Ok see the following:

    else
    	     {
                  Error_Code = "Actions";
                  Error_Message = "Paydialog has failed or been cancelled.";
                  Error_Type = "Paydialog";
        	  fbRuntime.trigger(cr.plugins_.FB_Pay.prototype.cnds.Onpurchfail, fbInst);
        	  console.log("ACTS -- (Paydialog) Error using Pay Dialog");		
                 }

This just means if an error occurs that we should fill the error variable with some data and then trigger the on error handler. Notice both triggers contain the Plugin ID from our edittime. If you changed the editime ID then you will need to change these as well.

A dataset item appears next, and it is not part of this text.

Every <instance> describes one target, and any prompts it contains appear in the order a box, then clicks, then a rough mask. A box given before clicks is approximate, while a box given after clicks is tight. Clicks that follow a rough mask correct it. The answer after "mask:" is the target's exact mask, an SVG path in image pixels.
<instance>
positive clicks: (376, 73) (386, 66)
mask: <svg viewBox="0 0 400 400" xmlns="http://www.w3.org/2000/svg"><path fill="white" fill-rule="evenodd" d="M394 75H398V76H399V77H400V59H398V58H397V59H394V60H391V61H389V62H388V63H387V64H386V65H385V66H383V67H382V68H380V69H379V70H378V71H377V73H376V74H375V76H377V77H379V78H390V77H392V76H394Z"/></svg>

Finally find the following:

    function Exps() {};
    	
    	// the example expression
    	Exps.prototype.MyExpression = function (ret)	// 'ret' must always be the first parameter - always return the expression's result through it!
    	{
    		ret.set_int(1337);				// return our value
    		// ret.set_float(0.5);			// for returning floats
    		// ret.set_string("Hello");		// for ef_return_string
    		// ret.set_any("woo");			// for ef_return_any, accepts either a number or string
    	};
    	
    	// ... other expressions here ...
    	
    	pluginProto.exps = new Exps();

Replace it with:

    function Exps() {};
        	
        	// the example expression
        	Exps.prototype.PaymentSuccessID = function (ret)
        	{ret.set_string(Payment_ID);};
        	Exps.prototype.PaymentSuccessAmount = function (ret)
        	{ret.set_string(Payment_Amount);};
        	Exps.prototype.PaymentSuccessCurrency = function (ret)
        	{ret.set_string(Payment_Currency);};
        	Exps.prototype.PaymentSuccessQuantity = function (ret)
        	{ret.set_string(Payment_Quantity);};
        	Exps.prototype.PaymentSuccessRequestID = function (ret)
        	{ret.set_string(Payment_RID);};
        	Exps.prototype.PaymentSuccessStatus = function (ret)
        	{ret.set_string(Payment_Status);};
        	Exps.prototype.APIErrorCode = function (ret){ret.set_string(Error_Code);};
        	Exps.prototype.APIErrorMessage = function (ret){ret.set_string(Error_Type);};
        	Exps.prototype.APIErrorType = function (ret){ret.set_string(Error_Message);};
        	// ... other expressions here ...
        	
        	pluginProto.exps = new Exps();

This just fills our expressions with the information we received from the pay dialog. The set_string is not the only type of expression. In fact it must match the type from the edittime file. Your choices include

    ret.set_int(1337);				// return an non point integer.
        		// ret.set_float(0.5);			// for returning a decimal place integer
        		// ret.set_string("Hello");		// for ef_return_string of text
        		// ret.set_any("woo");			// for ef_return_any, accepts either a number or string.